The discipline of keeping mechanical mice functional through regular cleaning finds its modern counterpart in systematic infrastructure hygiene practices. Where we once scraped rubber rollers clean of accumulated grime, we now automate configuration drift remediation and resource leak detection.

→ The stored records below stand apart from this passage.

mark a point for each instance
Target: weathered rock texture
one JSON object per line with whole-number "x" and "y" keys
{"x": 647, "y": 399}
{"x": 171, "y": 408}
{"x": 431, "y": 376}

Key maintenance parallels:

  • Physical inspectionContinuous monitoring
  • Component replacementImmutable infrastructure
  • Preventive cleaningAutomated vulnerability scanning
  • Performance degradationResource usage alerts

To deepen your infrastructure hygiene practice:

  1. Implement scheduled reconciliation jobs using Ansible
  2. Study container security fundamentals with Docker Bench
  3. Explore advanced monitoring with Prometheus Operator

The essence of system administration remains unchanged: vigilant maintenance prevents catastrophic failures. Only the tools have evolved - from screwdrivers to kubectl, from cleaning kits to CI/CD pipelines. Our mission endures: keep the systems running smoothly, whether they track mouse balls or Kubernetes pods.

This post is licensed under CC BY 4.0 by the author.